Responding to a statement from Vice President Joseph R. Biden Jr. that GOP senators’ March 9 letter to Iranian leaders was “beneath the dignity” of the Senate, Sen. Tom Cotton of Arkansas said Tuesday that Mr. Biden has been wrong on foreign policy for decades.

“Joe Biden, as Barack Obama’s own secretary of defense has said, has been wrong about nearly every major foreign policy and national security decision in the last 40 years,” Mr. Cotton said on MSNBC’s “Morning Joe,” alluding to a line from a book by former Defense Secretary Robert Gates.

“Moreover, if Joe Biden so respects the dignity of the institution of the Senate, he should be insisting that the president submit any deal to approval of the Senate, which is exactly what he did on numerous deals during his time in the Senate,” Mr. Cotton said.

Mr. Cotton led the open letter, signed by 46 other Senate Republicans, to Iranian leaders warning that any nuclear deal that is not submitted to Congress could only last until the next administration — drawing rebukes from congressional Democrats and Mr. Biden, as well as a response from President Obama.

“I think it’s somewhat ironic to see some members of Congress wanting to make common cause with the hard-liners in Iran. It’s an unusual coalition,” Mr. Obama said Monday.

Mr. Cotton responded Tuesday by saying that there are “nothing but hardliners in Tehran.”

“They’ve been killing Americans for 35 years. They killed hundreds of troops in Iraq,” said Mr. Cotton, who served in Iraq and Afghanistan. “Now, they control five capitals in the Middle East. [There are] nothing but hardliners in Tehran, and if they do all those things without a nuclear weapon, imagine what they’ll do with a nuclear weapon.”

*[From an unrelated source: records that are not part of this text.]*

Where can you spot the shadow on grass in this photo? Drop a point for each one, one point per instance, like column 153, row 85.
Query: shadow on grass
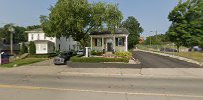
column 102, row 65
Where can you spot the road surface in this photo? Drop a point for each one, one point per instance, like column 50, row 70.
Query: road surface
column 56, row 87
column 149, row 60
column 29, row 86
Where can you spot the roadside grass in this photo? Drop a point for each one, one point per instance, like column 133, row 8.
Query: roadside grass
column 198, row 56
column 22, row 62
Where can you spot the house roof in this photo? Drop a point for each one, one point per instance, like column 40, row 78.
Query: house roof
column 106, row 31
column 7, row 47
column 38, row 30
column 47, row 41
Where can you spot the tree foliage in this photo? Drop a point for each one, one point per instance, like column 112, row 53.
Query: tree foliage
column 134, row 28
column 23, row 48
column 77, row 17
column 32, row 48
column 187, row 23
column 159, row 39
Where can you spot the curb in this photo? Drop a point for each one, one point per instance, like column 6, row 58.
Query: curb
column 173, row 56
column 125, row 75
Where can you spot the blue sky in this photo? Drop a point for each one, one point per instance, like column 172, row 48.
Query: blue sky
column 152, row 14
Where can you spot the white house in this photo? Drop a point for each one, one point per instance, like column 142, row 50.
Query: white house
column 46, row 44
column 108, row 42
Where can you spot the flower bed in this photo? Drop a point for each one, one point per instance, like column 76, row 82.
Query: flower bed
column 98, row 59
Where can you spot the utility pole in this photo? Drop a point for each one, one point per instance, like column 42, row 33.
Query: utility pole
column 12, row 31
column 156, row 41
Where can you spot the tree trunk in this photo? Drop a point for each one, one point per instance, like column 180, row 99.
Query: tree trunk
column 178, row 48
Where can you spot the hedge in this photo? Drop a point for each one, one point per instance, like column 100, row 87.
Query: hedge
column 42, row 55
column 124, row 54
column 98, row 59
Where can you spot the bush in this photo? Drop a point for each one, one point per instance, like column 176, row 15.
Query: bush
column 98, row 59
column 94, row 52
column 51, row 55
column 23, row 49
column 124, row 54
column 32, row 48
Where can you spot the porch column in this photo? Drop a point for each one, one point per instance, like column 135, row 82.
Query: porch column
column 114, row 43
column 103, row 43
column 126, row 43
column 91, row 43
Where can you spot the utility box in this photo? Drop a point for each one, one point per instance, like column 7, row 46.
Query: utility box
column 4, row 58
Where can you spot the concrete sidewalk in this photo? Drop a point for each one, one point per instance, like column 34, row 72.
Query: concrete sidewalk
column 47, row 68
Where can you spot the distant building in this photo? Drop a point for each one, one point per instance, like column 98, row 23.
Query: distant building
column 6, row 48
column 141, row 40
column 45, row 44
column 108, row 42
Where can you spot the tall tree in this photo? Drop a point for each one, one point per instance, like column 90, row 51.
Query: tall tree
column 32, row 48
column 77, row 18
column 19, row 35
column 133, row 26
column 187, row 26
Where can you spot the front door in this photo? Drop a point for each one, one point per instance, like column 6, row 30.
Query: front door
column 109, row 47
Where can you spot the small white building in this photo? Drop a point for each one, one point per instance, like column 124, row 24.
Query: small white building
column 45, row 44
column 108, row 42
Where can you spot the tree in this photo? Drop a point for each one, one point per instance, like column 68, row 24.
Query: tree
column 77, row 18
column 134, row 28
column 33, row 27
column 19, row 35
column 187, row 23
column 32, row 48
column 158, row 39
column 23, row 49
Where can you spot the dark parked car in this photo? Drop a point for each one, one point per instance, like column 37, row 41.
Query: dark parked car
column 63, row 58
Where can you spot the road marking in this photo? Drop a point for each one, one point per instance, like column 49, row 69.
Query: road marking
column 94, row 91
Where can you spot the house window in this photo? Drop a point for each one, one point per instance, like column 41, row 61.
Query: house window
column 32, row 36
column 59, row 47
column 38, row 36
column 120, row 41
column 98, row 42
column 43, row 47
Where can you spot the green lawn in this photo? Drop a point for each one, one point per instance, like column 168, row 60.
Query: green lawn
column 198, row 56
column 21, row 62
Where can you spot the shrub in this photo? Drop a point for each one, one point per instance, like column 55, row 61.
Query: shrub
column 23, row 49
column 42, row 55
column 32, row 48
column 124, row 54
column 94, row 52
column 98, row 59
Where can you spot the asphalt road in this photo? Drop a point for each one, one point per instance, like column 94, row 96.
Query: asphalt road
column 61, row 87
column 56, row 87
column 149, row 60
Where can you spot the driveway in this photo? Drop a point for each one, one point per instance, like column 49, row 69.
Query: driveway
column 149, row 60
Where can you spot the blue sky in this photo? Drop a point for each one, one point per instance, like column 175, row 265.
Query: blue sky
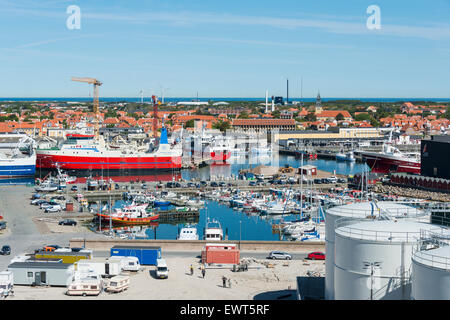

Negotiations between Iran and the P5+1 — the U.S., Russia, China, France, Germany, and Britain — are scheduled to resume next week. The countries are looking to halt Tehran’s uranium-enrichment program for at least a decade in exchange for the loosening of some sanctions, though Congress would have to approve lifting many of the stiffer ones.

Asked what an acceptable deal would look like to him, Mr. Cotton said “complete nuclear disarmament by Iran.”

“Iran has a very clear and simple path — they can simply disarm their nuclear weapons program and allow complete, intrusive inspections,” he said. “As Prime Minister [Benjamin] Netanyahu said last week, if they want to be treated like a normal nation, they should act like a normal nation, [instead of] the world’s leading state sponsor of terrorism.”

Mr. Cotton said that the United States has to have “a credible threat of military force on the table.”

“But the real alternative, as Prime Minister Netanyahu said, to a bad deal, is a better deal,” he said. “With more sanctions, with confronting Iran, with only giving them the choice of the deal that would completely disarm their nuclear weapons program.”